Thread-35::INFO::2013-08-01 15:42:24,563::logUtils::44::dispatcher::(wrapper) Run and protect: getAllTasksInfo(spUUID=None, options=None)
Thread-35::ERROR::2013-08-01 15:42:24,563::task::850::TaskManager.Task::(_setError) Task=`025c38b1-8790-4cef-84e2-464aac88ea00`::Unexpected error
Traceback (most recent call last):
  File "/usr/share/vdsm/storage/task.py", line 857, in _run
    return fn(*args, **kargs)
  File "/usr/share/vdsm/logUtils.py", line 45, in wrapper
    res = f(*args, **kwargs)
  File "/usr/share/vdsm/storage/hsm.py", line 2165, in getAllTasksInfo
    allTasksInfo = sp.getAllTasksInfo()
  File "/usr/share/vdsm/storage/securable.py", line 66, in wrapper
    raise SecureError()
SecureError

on engine:

2013-08-01 18:05:02,669 INFO  [org.ovirt.engine.core.vdsbroker.vdsbroker.GetCapabilitiesVDSCommand] (DefaultQuartzScheduler_Worker-66) HostName = nott-vds2
2013-08-01 18:05:02,669 ERROR [org.ovirt.engine.core.vdsbroker.vdsbroker.GetCapabilitiesVDSCommand] (DefaultQuartzScheduler_Worker-66) Command GetCapabilitiesVDS execution failed. Exception: VDSRecoveringException
: Recovering from crash or Initializing
2013-08-01 18:05:02,678 INFO  [org.ovirt.engine.core.dal.dbbroker.auditloghandling.AuditLogDirector] (DefaultQuartzScheduler_Worker-66) Correlation ID: null, Call Stack: org.ovirt.engine.core.vdsbroker.vdsbroker.V
DSRecoveringException: Recovering from crash or Initializing


Expected results:
'Recovering from crash or Initializing' should end successfully 

Additional info:
logs

Comment 1 Elad 2013-08-01 15:28:43 UTC
Expected results:
'Recovering from crash or Initializing' should end successfully when libvirt comes up

Comment 4 Yaniv Bronhaim 2013-08-04 09:44:49 UTC
This happens only in sysV. With systemd dependency vdsm is restarted when libvirt stops, and vdsm starts libvirt when starting up.
With sysV, only when restarting the service, the init script takes can to start libvirt service, but if libvirt is stopped and vdsm gets SIGTERM due to communication error, vdsm starts again without libvirt service and gets stuck on initialization for good.
Is it a regression? I don't see any changes in this area, it looks like it has always worked that way 

To reproduce it run vdsm, then "initctl stop libvirtd", then run setupNetwork verb (for example: vdsClient -s 0 setupNetworks nic=eth0 bootproto=dhcp STP=no bridged=true).
Vdsm will restart, and will be stuck on initialization, without any informative logs. 
IMHO, vdsm should catch the connection error and signal itself with SIGTERM, until the communication will establish. This will lead to infinite restarts until someone will start libvirt service manually. We do the same with supervdsm service, and it should be equivalent here.

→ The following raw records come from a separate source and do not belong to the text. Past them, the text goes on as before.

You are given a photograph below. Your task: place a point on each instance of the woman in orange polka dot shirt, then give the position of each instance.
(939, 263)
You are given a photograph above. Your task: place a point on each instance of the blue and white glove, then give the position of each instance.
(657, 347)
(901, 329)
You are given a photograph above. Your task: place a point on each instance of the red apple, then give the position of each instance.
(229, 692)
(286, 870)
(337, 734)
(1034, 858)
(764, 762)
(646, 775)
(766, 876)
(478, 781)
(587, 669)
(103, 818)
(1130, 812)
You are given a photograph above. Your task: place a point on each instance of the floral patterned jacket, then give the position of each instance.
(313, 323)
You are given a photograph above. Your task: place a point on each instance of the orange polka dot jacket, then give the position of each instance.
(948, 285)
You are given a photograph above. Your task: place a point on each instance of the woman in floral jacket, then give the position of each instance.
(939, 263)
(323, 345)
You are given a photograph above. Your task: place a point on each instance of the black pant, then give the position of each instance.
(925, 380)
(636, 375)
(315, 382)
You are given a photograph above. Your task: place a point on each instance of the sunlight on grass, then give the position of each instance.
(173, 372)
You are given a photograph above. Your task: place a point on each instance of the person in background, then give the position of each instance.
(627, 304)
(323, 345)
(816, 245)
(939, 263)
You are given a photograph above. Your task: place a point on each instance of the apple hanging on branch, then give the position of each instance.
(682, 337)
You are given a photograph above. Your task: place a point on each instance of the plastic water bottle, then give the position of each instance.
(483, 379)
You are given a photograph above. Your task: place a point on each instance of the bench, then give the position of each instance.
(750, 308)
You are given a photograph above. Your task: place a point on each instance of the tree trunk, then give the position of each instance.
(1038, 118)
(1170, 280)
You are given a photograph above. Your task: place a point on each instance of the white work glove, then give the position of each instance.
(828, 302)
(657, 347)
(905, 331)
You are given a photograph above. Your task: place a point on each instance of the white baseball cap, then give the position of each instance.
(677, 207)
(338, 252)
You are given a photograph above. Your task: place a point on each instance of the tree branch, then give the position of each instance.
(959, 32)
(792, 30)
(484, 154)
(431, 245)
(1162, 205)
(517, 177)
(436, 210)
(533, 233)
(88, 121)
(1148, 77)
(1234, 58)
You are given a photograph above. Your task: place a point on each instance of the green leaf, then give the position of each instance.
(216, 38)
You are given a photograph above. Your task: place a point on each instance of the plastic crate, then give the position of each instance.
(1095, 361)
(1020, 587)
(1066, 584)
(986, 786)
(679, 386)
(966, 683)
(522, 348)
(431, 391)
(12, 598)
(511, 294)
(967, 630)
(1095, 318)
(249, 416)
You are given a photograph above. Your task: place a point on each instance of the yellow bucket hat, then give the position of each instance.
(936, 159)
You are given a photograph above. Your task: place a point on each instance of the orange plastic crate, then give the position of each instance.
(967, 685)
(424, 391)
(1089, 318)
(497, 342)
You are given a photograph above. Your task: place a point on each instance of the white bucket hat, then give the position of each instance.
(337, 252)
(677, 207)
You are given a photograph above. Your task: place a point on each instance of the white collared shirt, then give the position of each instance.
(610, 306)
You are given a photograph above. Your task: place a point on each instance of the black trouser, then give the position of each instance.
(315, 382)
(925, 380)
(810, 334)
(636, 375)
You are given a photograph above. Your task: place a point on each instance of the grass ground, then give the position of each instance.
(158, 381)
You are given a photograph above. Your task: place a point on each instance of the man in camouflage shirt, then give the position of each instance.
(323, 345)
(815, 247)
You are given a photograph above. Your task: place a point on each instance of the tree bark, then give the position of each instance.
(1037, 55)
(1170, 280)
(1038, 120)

Comment 5 Yaniv Bronhaim 2013-08-04 11:37:35 UTC
Small correction, all meant about upstat and not sysV over rhel. 

Additionally, The case here is less relevant as the error raises only if manually libvirtd service is stopped, which can not happened without manual intervention. 

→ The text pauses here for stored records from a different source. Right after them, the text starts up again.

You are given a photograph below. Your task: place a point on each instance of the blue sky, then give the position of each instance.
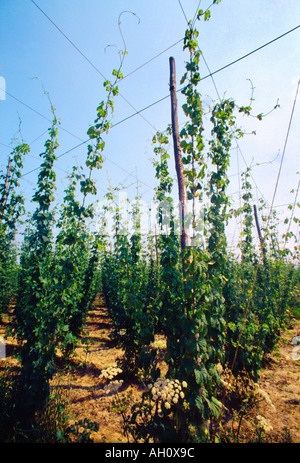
(31, 46)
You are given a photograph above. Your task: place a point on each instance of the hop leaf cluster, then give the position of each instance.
(110, 372)
(167, 392)
(113, 386)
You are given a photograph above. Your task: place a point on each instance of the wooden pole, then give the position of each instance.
(177, 154)
(261, 240)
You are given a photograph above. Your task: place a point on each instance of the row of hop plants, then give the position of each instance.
(218, 311)
(53, 278)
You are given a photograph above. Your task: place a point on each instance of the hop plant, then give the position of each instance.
(110, 372)
(167, 392)
(113, 386)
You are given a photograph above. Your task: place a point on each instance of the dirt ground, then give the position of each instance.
(279, 382)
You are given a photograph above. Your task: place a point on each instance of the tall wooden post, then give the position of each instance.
(177, 154)
(6, 187)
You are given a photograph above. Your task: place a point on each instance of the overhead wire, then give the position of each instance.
(87, 59)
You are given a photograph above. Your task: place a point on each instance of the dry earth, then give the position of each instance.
(279, 381)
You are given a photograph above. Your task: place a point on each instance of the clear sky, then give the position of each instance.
(32, 46)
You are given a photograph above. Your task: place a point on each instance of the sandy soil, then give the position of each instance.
(279, 382)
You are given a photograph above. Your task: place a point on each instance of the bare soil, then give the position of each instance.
(85, 391)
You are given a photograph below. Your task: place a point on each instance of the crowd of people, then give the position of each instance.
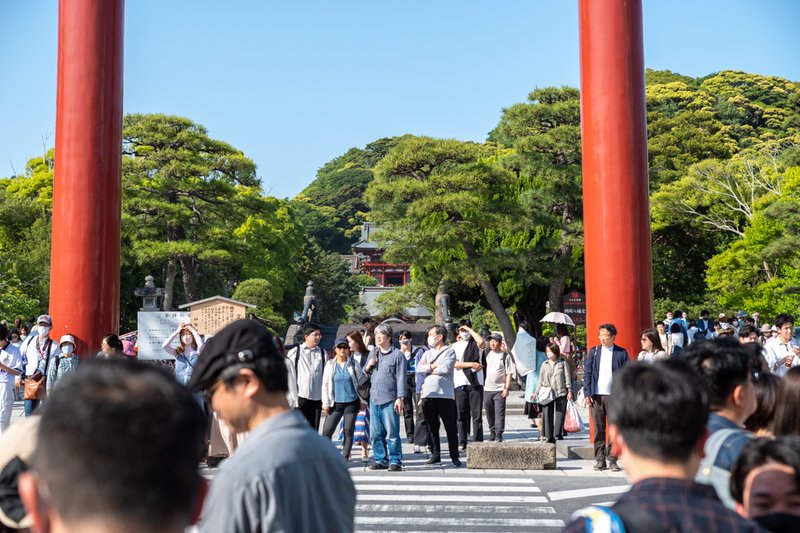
(437, 383)
(705, 423)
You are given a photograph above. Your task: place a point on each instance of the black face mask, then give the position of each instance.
(779, 522)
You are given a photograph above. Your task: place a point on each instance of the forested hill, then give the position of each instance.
(332, 207)
(689, 120)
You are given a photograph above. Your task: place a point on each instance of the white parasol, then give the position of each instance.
(558, 318)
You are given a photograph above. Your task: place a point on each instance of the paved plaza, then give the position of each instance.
(444, 498)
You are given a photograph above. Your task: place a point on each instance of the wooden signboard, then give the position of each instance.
(212, 314)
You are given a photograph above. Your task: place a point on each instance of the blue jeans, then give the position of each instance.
(29, 405)
(384, 419)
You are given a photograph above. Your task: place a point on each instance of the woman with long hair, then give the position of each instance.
(532, 409)
(340, 399)
(360, 354)
(110, 347)
(555, 374)
(652, 350)
(186, 353)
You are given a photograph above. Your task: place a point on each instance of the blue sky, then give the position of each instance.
(295, 84)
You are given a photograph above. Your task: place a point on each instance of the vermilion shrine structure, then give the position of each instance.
(84, 294)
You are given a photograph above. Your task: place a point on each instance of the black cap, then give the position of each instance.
(237, 344)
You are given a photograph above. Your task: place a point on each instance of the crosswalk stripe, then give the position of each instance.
(582, 493)
(421, 509)
(440, 488)
(461, 522)
(392, 479)
(478, 498)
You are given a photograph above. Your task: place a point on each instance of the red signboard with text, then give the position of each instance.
(575, 307)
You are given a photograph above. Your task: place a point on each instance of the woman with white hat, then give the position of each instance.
(63, 363)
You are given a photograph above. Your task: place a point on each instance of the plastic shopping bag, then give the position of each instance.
(572, 420)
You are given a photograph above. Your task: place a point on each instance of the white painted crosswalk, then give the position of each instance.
(438, 500)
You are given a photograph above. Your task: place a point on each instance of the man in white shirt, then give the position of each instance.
(781, 352)
(37, 351)
(601, 364)
(10, 367)
(468, 381)
(499, 368)
(308, 362)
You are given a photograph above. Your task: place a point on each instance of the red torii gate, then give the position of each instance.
(84, 282)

As part of the change http://gerrit.ovirt.org/#/c/14018/5/vdsm/clientIF.py - we took the part that does libvirtconnection.get() out of the try scope , and currently we don't catch the exception that raises if the connection fails. We're left without any hint what went wrong during the initialization and vdsm is stuck until manual intervention for restart. This should be fixed. The regression raised after that commit in 3.2.

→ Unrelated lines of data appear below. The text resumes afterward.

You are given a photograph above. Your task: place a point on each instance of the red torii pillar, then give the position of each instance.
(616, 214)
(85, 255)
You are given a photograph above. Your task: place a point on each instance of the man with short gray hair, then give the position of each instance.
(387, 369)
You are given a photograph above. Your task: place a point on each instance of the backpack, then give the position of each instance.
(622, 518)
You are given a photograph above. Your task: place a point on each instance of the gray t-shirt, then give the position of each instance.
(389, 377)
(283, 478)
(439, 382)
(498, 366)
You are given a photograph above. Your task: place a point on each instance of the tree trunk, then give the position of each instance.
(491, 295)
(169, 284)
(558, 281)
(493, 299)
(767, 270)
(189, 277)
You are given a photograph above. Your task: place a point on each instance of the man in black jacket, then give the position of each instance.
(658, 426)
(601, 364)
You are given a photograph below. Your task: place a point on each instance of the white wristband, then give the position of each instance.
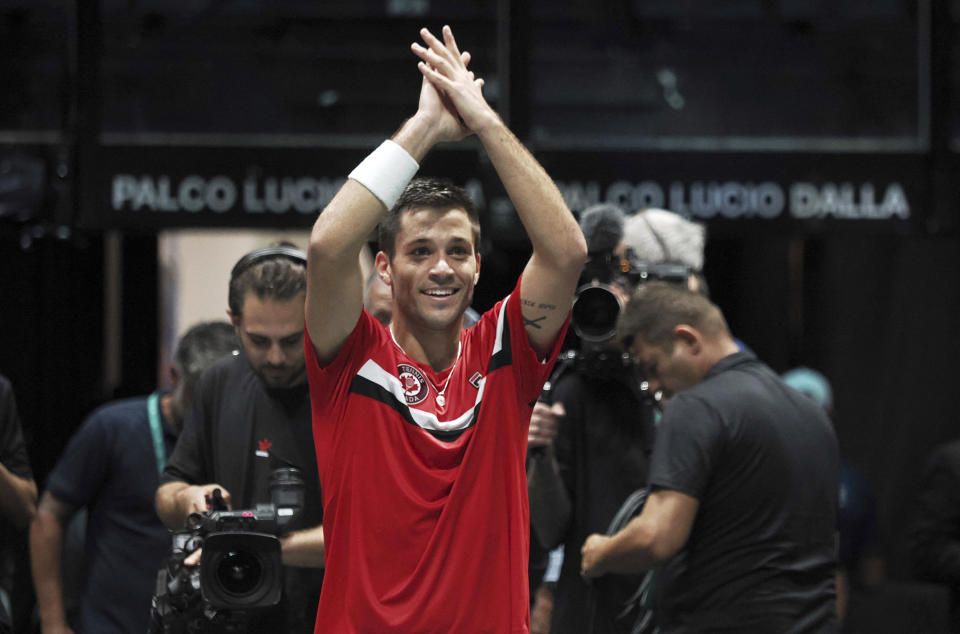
(386, 172)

Comment 6 Yaniv Bronhaim 2013-08-15 14:54:33 UTC
*** Bug 852008 has been marked as a duplicate of this bug. ***

Comment 7 Barak 2013-08-21 14:16:48 UTC
Just making sure it is tested correctly,

There is a difference between libvirt crash and libvirt stop,

while on libvirt manual stop it is expected that the user that had stopped libvirt will start it manually - otherwise he is risking the host on moving to non-operational.

On libvirt crash there are no such expectations, however this patch does not bring libvirt up after crash nor can we distinct between the crash and stop.

It is highly unconventional to start a service from within the code of another service (we do that in vdsm init script, and this is unconventional as well).

While systemd takes care of the right dependency systemV does not, so in RHEL if libvirt process crashes it will remain down and it vdsm will remain in initialization forever.

Comment 8 Barak 2013-08-21 14:18:01 UTC
(In reply to Barak from comment #7)
> Just making sure it is tested correctly,
> 
> There is a difference between libvirt crash and libvirt stop,
> 
> while on libvirt manual stop it is expected that the user that had stopped
> libvirt will start it manually - otherwise he is risking the host on moving
> to non-operational.
> 
> On libvirt crash there are no such expectations, however this patch does not
> bring libvirt up after crash nor can we distinct between the crash and stop.
> 
> It is highly unconventional to start a service from within the code of
> another service (we do that in vdsm init script, and this is unconventional
> as well).
> 
> While systemd takes care of the right dependency systemV does not, so in
> RHEL if libvirt process crashes it will remain down and it vdsm will remain
> in initialization forever.

well not forever .... after some timeouts in the engine it will move to non-operational ... which is expected

Comment 9 Yaniv Bronhaim 2013-08-22 08:03:41 UTC
Before the attached patch vdsm stays on initialization forever. Each request was responded with "Recovering from initialization" message.
Now, if manually libvirtd started\recovered, vdsm tries each 5 seconds to re-communicate with it and returns to operational stage if succeeded

Comment 10 Barak Dagan 2013-09-08 12:43:42 UTC
Verified on is13.

When libvirt is up, vdsm connection is recovered and host is back in up (active) state

Comment 11 Charlie 2013-11-28 00:27:43 UTC
This bug is currently attached to errata RHBA-2013:15291. If this change is not to be documented in the text for this errata please either remove it from the errata, set the requires_doc_text flag to 
minus (-), or leave a "Doc Text" value of "--no tech note required" if you do not have permission to alter the flag.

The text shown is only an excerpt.